Não gosto da televisão. Preciso da grande tela. Preciso da sensação comum da sala. Um filme feito para comover deve comover uma multidão.

De que gosta atualmente no cinema?

Primeiro devo dizer-lhe que vejo muitos poucos filmes. Tenho sempre medo de ser influenciado. No entanto vi, entre os filmes franceses, “Hiroshima Mon Amour / idem” (1959) e “Jules e Jim – Uma Mulher para Dois / Jules et Jim” (1962). Gostei muito de “Jules e Jim”. “Hiroshima...” também, sobretudo a segunda parte. Em resumo, gosto de Jean-Luc Godard, François Truffaut, Henri-Georges Clouzot e Claude Chabrol.

“dias de ira”

Viu os filmes de Robert Bresson?

Nunca vi nada dele.

Que pensa dos filmes de Ingmar Bergman? Creio que não gosta deles...

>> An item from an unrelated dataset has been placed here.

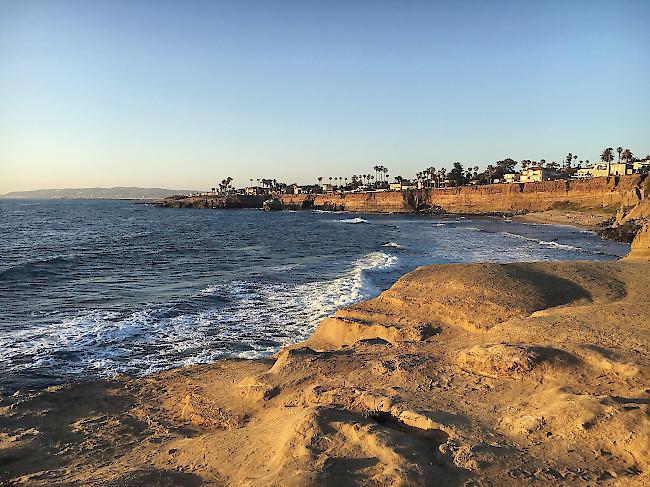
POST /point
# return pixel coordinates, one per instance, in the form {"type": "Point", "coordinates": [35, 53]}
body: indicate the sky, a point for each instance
{"type": "Point", "coordinates": [183, 94]}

Pois bem, julgar isso, é um erro. Pois vi um filme dele de que gosto muito: “O Silêncio / Tystnaden” (1963). Acho que esse filme é um triunfo, pois ele teve a coragem de agarrar num assunto muito difícil e muito delicado de tratar, e ele encontrou, para o realizar, a boa solução. Vi o filme em Estocolmo, num grande cinema e, durante a sessão e mesmo depois, quando as pessoas saíam da sala, reinava entre todos o silêncio mais completo. Era impressionante. Isso também prova que atingiu o seu objetivo, apesar do perigo do tema, e que fez bem feito o que era preciso fazer. Mas vi muito poucos dos seus filmes, e isto porque começaram a dizer que ele tinha imitado os meus filmes.

“gertrud”

Pensa que é verdade?

Não penso que tenha havido imitação. Bergman tem uma personalidade forte para dispensar-se de imitar os filmes dos outros. Mas vi poucos dos seus filmes, repito-lhe. Conheço mal a sua obra. Tudo o que posso dizer, é que “O Silêncio” é uma obra-prima.

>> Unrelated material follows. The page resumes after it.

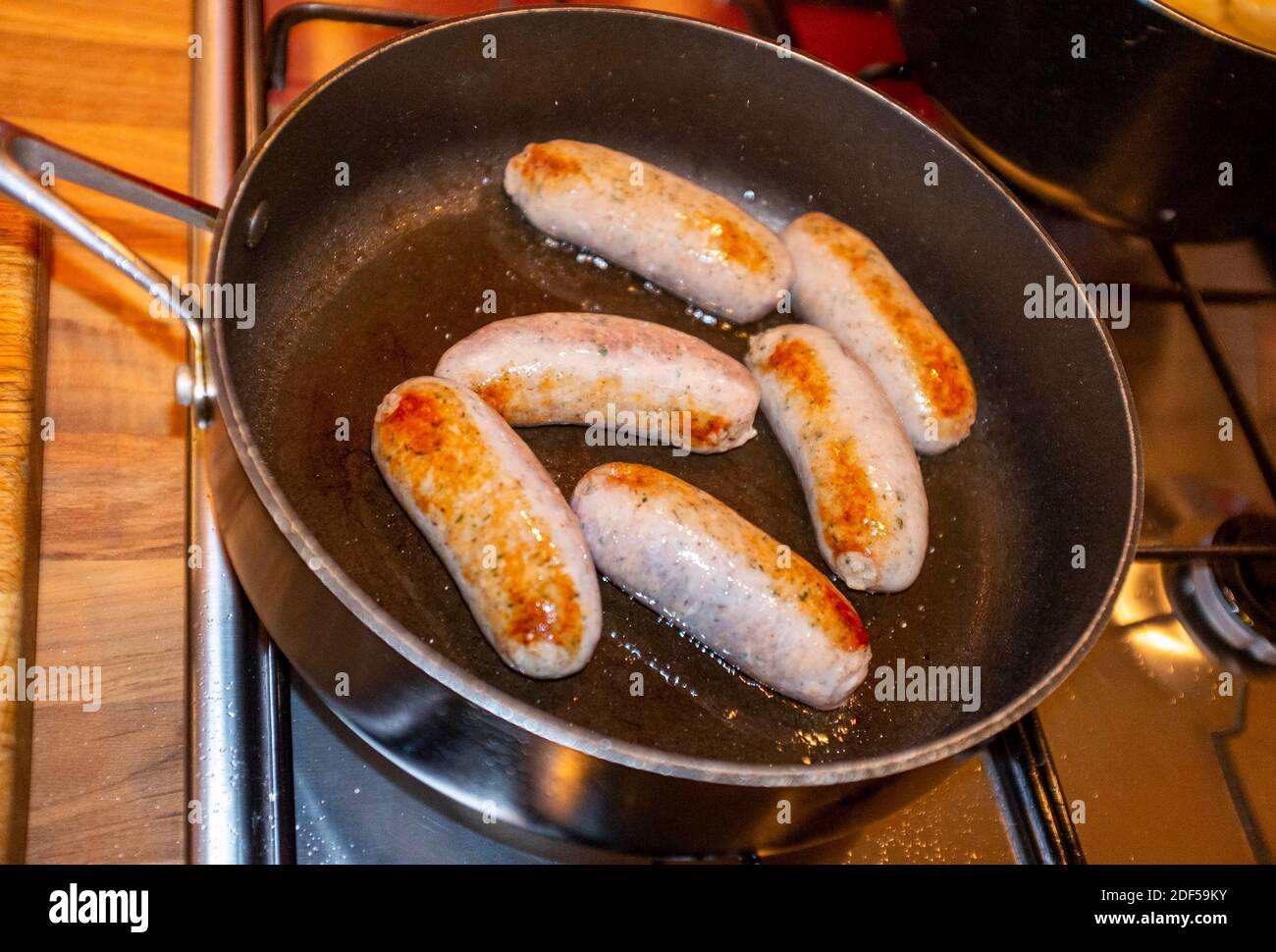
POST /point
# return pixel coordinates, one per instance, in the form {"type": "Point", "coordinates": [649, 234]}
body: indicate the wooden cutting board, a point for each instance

Independentemente da questão da imitação, é certo que muitos cineastas foram levados ao cinema pelos seus filmes. Adquiriram, graças a você, o gosto do cinema.

É por isso que vou muito pouco ao cinema. Não quero ver, nem os filmes que poderiam ter sido influenciados por mim – se os há -, nem os que me poderiam influenciar.

mikhael

Os seus filmes representam um acordo com a vida, uma caminhada para a alegria...

É talvez porque, muito simplesmente, não me ocupo em ter relações com seres – homens ou mulheres – que não me interessam pessoalmente. Só posso trabalhar com pessoas que me permitem realizar um certo acordo. O que me interessa – e isso vem antes da técnica – é reproduzir os sentimentos das personagens dos meus filmes. É reproduzir, tão sinceramente quanto possível, sentimentos tão sinceros quanto possível. O importante, para mim, não é só agarrar as palavras que eles dizem, mas também os pensamentos que estão atrás das palavras. O que procuro nos meus filmes, o que quero obter, é penetrar os pensamentos profundos dos meus atores, através das suas expressões mais sutis. Pois são essas expressões que revelam o caráter das personagens, os seus sentimentos inconscientes, os segredos que repousam no fundo da sua alma. O que me interessa antes de mais nada, é isso, e não a técnica do cinema.

Para chegar ao que quer obter, penso que não há regras precisas...

Não. É preciso descobrir o que há no fundo de cada ser. É por isso que procuro sempre atores capazes de responder a esta busca, que estejam interessados nela, que me possam ajudar. É preciso que sejam capazes de me dar o que procuro obter deles. Mas dificilmente posso exprimir-me acerca disso como devia ser. E, aliás, é possível?